Kent Nagano, un grand maestro dans le Grand Nord québécois
Sa première tournée dans le Grand Nord québécois il y a 10 ans l’avait tellement marqué que Kent Nagano tenait à la renouveler. Nous l’avons suivi à la rencontre des habitants des communautés inuites de Kuujjuaq, Salluit et Kuujjuarapik, au Nunavik.
L’avion vient d’atterrir à Kuujjuaq. Le petit autobus jaune embarque musiciens, instruments et Kent Nagano. Un sourire ne quitte pas le maestro lorsqu’il descend du véhicule avec son sac à dos.
Il le dit sans ambages : il a l’impression de rentrer chez lui ici, au Nunavik. Chez lui, c’est pourtant à plus de 4500 km de Kuujjuaq. Il a grandi dans la ferme familiale à Morro Bay, en Californie, un village qui comptait à l’époque 1900 habitants.
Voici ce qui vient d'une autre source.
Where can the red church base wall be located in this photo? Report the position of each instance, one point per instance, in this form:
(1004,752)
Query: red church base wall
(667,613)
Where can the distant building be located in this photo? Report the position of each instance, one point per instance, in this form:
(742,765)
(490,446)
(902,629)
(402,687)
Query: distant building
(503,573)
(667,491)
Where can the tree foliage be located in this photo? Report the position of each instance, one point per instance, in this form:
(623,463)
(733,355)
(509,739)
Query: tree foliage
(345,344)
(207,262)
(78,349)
À 500 mètres de l’hôtel où Kent Nagano pose son sac à dos, une jeune fille suit son cours de français. Dans quelques minutes, la cloche va sonner et le temps de la pause, elle va répéter quelques mouvements avec Sarah Russell, sa professeure de musique. Ce soir, Susie Qulliq Inukpuk Thomassie, 17 ans, va prendre la baguette et la place de Kent Nagano le temps d’une répétition. Un rêve devenu réalité pour cette jeune Inuite pianiste.
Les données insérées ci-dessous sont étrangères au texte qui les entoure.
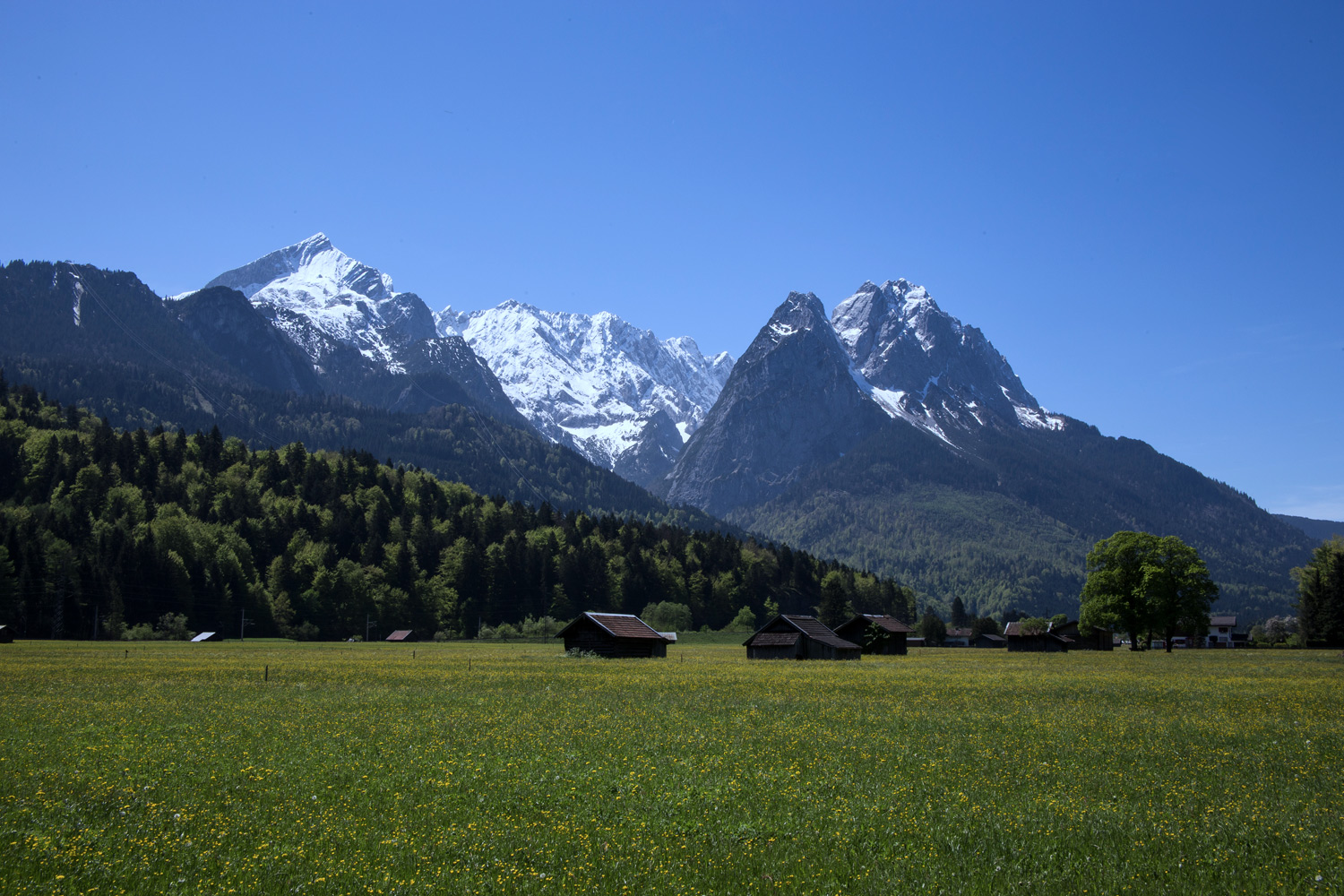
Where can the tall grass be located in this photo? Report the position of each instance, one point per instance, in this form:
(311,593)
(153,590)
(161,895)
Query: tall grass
(358,769)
Deux personnes, deux histoires et un moment de partage. C’est exactement ce que voulait Kent Nagano quand il a décidé de mettre en place cette tournée.
Écoutez le reportage de Marie-Laure Josselin au Téléjournal :
Un ambassadeur culturel
Pour la deuxième fois, l’Orchestre symphonique de Montréal (OSM) s’est rendu dans le Grand Nord québécois. L’idée a surgi d’une question de Kent Nagano quand il a pris les rênes de l’orchestre.
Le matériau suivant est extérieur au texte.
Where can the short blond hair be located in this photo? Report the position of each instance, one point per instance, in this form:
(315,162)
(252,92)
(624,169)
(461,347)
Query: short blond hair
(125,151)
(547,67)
C’est son côté « naïf », précise-t-il en riant. Quand l’orchestre a décidé de faire une tournée nationale lors de son arrivée, le chef américain a remarqué que le trajet suivait les grandes villes le long de la frontière américaine. Il a alors demandé, en montrant la carte du Canada : « Et tout cela ici, pourquoi on n’y va pas? »
Pas de salles, transport onéreux, logistique compliquée pour accueillir un orchestre, lui aurait-on répondu. « J’ai dit : « Si on veut être un ambassadeur culturel, ça commence à la maison! » »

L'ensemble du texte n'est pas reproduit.